Health Center aims to negotiate cheaper contraceptives

Female students at TCU can expect a reprieve from the high cost of birth control.

The Health Center is in negotiations with pharmaceutical company Warner Chilcott to offer brand-name contraceptives at a discounted price, said a TCU pharmacist.

Frank Calhoon, chief pharmacist of the Health Center Pharmacy, said the clinic is aiming at a contract with Warner Chilcott this fall.

“Hopefully, that will come to pass,” Calhoon said. “If not, we’re going to work on other contracts.”

Warner Chilcott is a pharmaceutical company specializing in women’s health care and dermatology. The company offers six options of oral contraceptives, according to its Web site.
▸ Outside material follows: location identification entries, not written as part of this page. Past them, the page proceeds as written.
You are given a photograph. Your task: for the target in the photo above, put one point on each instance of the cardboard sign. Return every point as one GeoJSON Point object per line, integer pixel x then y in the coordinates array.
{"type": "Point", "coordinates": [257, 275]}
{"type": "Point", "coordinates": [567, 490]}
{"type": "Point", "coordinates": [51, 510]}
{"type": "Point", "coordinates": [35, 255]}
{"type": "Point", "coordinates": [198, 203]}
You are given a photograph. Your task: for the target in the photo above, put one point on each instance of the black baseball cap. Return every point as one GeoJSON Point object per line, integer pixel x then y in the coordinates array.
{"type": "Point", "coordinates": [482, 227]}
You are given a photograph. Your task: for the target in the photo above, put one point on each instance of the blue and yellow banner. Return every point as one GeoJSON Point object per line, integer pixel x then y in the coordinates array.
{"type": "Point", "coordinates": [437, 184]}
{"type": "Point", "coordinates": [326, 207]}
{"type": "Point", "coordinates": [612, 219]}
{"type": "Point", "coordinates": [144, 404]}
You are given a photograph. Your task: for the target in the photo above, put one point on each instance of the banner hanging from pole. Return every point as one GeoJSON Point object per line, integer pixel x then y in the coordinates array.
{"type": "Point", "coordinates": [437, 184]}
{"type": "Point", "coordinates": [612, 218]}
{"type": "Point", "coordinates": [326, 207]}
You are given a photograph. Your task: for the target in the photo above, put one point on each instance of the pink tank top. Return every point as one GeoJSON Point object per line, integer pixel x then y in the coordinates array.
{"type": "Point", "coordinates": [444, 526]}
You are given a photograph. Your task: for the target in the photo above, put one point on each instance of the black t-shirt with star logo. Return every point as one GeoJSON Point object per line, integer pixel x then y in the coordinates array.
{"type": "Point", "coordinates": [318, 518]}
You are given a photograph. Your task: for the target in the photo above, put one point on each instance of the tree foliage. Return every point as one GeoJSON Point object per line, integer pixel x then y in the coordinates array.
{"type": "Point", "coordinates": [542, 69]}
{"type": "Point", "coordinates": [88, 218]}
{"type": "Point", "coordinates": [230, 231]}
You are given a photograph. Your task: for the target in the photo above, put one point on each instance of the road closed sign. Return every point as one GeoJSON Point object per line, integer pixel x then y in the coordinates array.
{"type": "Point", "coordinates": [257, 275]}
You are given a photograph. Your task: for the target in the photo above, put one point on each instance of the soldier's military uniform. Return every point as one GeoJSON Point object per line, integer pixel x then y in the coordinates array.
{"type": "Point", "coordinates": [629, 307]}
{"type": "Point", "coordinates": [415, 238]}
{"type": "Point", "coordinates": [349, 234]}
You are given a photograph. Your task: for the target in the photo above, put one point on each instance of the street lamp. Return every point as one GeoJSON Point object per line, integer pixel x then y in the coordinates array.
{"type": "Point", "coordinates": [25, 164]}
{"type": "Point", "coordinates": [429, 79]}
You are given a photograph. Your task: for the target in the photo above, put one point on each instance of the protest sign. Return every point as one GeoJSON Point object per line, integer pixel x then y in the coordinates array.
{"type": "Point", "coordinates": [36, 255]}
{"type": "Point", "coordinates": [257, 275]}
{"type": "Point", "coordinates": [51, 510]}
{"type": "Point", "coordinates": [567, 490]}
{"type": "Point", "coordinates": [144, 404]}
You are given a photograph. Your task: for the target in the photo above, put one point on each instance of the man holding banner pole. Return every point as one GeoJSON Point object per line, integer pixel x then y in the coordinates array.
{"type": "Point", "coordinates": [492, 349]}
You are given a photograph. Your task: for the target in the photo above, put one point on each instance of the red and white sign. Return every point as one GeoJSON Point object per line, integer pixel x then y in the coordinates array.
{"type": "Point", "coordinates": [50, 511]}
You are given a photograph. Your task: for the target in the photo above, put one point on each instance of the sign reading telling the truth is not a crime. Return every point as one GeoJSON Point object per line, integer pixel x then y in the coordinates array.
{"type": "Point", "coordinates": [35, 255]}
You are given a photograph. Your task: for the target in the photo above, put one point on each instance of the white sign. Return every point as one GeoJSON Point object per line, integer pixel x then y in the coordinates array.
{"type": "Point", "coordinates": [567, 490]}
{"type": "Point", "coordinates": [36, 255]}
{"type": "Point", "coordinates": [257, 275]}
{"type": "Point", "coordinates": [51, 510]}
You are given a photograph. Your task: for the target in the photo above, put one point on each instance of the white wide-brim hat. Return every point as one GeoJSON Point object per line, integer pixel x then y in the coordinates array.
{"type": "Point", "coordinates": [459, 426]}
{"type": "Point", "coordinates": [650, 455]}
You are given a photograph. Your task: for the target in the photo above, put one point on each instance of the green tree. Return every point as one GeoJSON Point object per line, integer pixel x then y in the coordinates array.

A provision in the Deficit Reduction Act of 2005 removed university health clinics from a list that benefitted from preferential prices in brand-name birth control.

Calhoon said generic contraceptives were not affected by the law and are still offered at the university, but brand-name contraceptives are no longer sold at a discounted price. Female students who prefer a brand-name contraceptive, or whose body responds better to a brand-name contraceptive, are not likely to find a generic version of their prescription, Calhoon said.

“Realistically, every woman cannot be on the same birth control pill,” Calhoon said.

Holly Morgan, director of media relations and communications for Planned Parenthood of North Texas, said what most public health advocates fear is that the hike in birth control prices may result in increased unplanned pregnancies.

“Women who were paying $5 to $10 per month are now paying up to $50 to $75 for the same prescription,” Morgan said. “For the college students and low-income women affected by this cost hike, that’s no small matter.”

Some women face the choice between paying for contraception or paying for food, rent or utility bills, Morgan said.

In November, U.S. Rep. Joseph Crowley, D-N.Y., introduced a bill that would restore discount prices on pharmaceuticals for university clinics. The bill has not been scheduled for debate yet.

Rep. Kay Granger, R-Texas, was unavailable for comment.